Some people are vowing to exercise more, others have decided to eat cleaner (farewell, french fries). Perhaps you’ve chosen to actually commit to the new hobby you said you were going to try last year. Maybe you have decided to read something ambitious, or just to find the time to finish a book this year. Some people have elected to do more volunteer work or to be kinder to their cranky neighbor. Maybe you want to be more productive at work.

In an effort to increase the number of people who achieve their resolutions, The Courier has some recommendations to ensure that some of us hold out until next year.

First things first. Is your goal something you can measure? Maybe your resolution is to feel healthier — how are you going to track this? Are you tracking your health by the number on the scale, your blood pressure, the number of vegetables consumed, or by the way your pants fit? Or maybe you’ve decided you want to be a better person. Are you measuring this by the number of people you help, or how often you help? By charitable donations? By listening to your elderly neighbor gush about his precious cat, Mr. Whiskers, for more than a few minutes before scurrying off to work?

Having a goal that you can measure will help you keep track of it, and if you can keep track of it, you have a better shot of actually achieving it.

OK, so you have your goal and you can measure your progress with it. Great. Now try setting small goals that align with your resolution. For those of you trying to shed the holiday weight or more, check in with your progress every month. If your goal is to lose 30 pounds, try to drop five pounds by Feb. 1, and if you achieved your goal, set another one for the next month.

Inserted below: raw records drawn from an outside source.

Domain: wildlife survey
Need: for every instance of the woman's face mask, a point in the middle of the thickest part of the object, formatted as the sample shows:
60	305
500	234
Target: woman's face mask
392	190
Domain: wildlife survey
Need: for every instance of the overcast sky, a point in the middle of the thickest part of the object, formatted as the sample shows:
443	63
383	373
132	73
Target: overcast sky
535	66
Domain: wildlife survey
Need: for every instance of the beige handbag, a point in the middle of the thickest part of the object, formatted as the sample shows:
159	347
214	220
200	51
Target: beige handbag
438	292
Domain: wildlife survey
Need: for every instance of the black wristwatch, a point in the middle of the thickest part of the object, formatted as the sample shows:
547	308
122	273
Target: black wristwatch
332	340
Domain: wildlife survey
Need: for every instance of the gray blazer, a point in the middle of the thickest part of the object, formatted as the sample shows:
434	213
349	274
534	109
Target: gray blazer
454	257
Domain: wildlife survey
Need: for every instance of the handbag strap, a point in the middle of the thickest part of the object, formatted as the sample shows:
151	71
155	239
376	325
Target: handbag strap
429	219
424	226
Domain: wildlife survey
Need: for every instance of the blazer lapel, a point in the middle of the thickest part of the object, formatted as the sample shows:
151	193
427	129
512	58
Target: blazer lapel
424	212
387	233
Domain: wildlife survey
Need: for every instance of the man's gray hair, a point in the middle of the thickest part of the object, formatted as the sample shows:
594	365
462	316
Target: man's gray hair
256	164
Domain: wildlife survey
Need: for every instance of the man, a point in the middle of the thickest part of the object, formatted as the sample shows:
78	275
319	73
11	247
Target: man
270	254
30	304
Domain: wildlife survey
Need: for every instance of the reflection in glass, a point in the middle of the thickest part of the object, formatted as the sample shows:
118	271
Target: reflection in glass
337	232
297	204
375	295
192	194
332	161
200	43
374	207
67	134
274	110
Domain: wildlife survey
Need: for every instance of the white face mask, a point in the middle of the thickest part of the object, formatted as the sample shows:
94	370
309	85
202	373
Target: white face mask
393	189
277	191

Actively make an effort to keep your resolution. Put reminders in your phone to go to the gym or reward yourself for achieving your smaller goals. Were you able to achieve your fitness goal for the month? Yeah, awesome — reward yourself with running pants that aren’t falling off you.

Keep in mind, it’s easier to keep a resolution if you don’t make your resolution the focal point of your life. Don’t make yourself feel guilty if everything you do doesn’t bring you closer to your new goal. Some weeks are more hectic than others. Some months you might fall short of your smaller goals. That’s OK — just try to reach next month’s goal. There’s no point beating yourself up about it. We’re human, we’re not infallible.